1)      They are a “market maker”, and one of only four DMM’s on the floor of the NYSE. They are also responsible for major trading on all of the other exchange families – NASDAQ, Direct Edge, and BATS.

2)      They own stakes in major stock exchanges.

3)      They run major dark pools.

4)      They are lead market maker and authorized participant for many ETFs.

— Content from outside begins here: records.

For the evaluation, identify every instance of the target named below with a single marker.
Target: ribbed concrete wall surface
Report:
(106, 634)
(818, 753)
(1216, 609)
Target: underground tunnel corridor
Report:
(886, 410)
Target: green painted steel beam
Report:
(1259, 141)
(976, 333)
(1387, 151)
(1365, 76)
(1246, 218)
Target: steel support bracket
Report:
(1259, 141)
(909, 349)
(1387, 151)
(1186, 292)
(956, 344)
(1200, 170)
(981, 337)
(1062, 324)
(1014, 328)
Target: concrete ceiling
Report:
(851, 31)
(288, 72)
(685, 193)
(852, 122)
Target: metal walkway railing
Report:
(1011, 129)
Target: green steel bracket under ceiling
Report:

5)      They are a major wholesaler that buys order flow from many brokerage firms, and trades against that order flow for profit, using advanced modeling techniques.

 

Speed / automated high frequency trading techniques and strategies are built into all of those interactions. And Knight is both partner and competitor to other brokerage firms, independent HFT firms, as well as stock exchanges. And so, when they stumble, it absolutely affects others. To say that nobody took the hit for Knight’s rogue algo, except Knight alone, is just not true.

 

If you were trading any stock, and certainly one of the affected 148 stocks, in those 45 minutes on Wednesday August 1st, you were affected. Correlations being what they are in our heavily indexed and automated markets, all stocks exhibited some price dislocation. Certainly those 148 highlighted stocks displayed massive price dislocation. You paid or sold at prices that deviated from intrinsic and efficient values – which efficient markets are supposed to track.

 

If you traded with stop loss orders, and your stops were triggered, you were stopped out of a trade due to a plumbing glitch in the market, and not because of anything to do with your investing/trading thesis.

 

If you traded ETFs on August 1st or August 2nd, spreads widened considerably, especially in the more illiquid ETFs. Read this article: Knight’s Troubles = ETF Trading Woes.

 

If you are an investor on the sidelines, with perhaps some money in the market through a manager or market professional, you witness these frequent technology events and you lose confidence. Maybe you even take some money out of equities, or maybe you decide not to commit any new monies. How many billions have come out of the markets since the Flash Crash in an up-trending market?

 

If you work on Wall Street, or perhaps have worked on Wall Street but were downsized, you know full well how these events affect you. When investors flee the markets, the watering hole quenches fewer thirsts.

 

We all want Knight to succeed and do well. And we all want the stock market to be a place where investors feel safe and confident, so that we can all do well. Events like the Flash Crash, the botched Facebook and BATS IPOs, and the Knight algo glitch without question affect the marketplace for all investors. These events are occurring with increasing frequency. Did you know that even yesterday, a day characterized by low stress and volume, technical glitches stopped trading in Spain and Tokyo?

 

The solution is not to keep quiet and pretend that the emperor is wearing a marvelous technicolor tunic; we must speak up and fix the leaks in the dam before that dam comes crumbling down, and not after. Our regulators need to act now. What we all need is the fixing of the market’s foundation, as we alluded to in yesterday’s note, and not more neglect and “hope for the best.”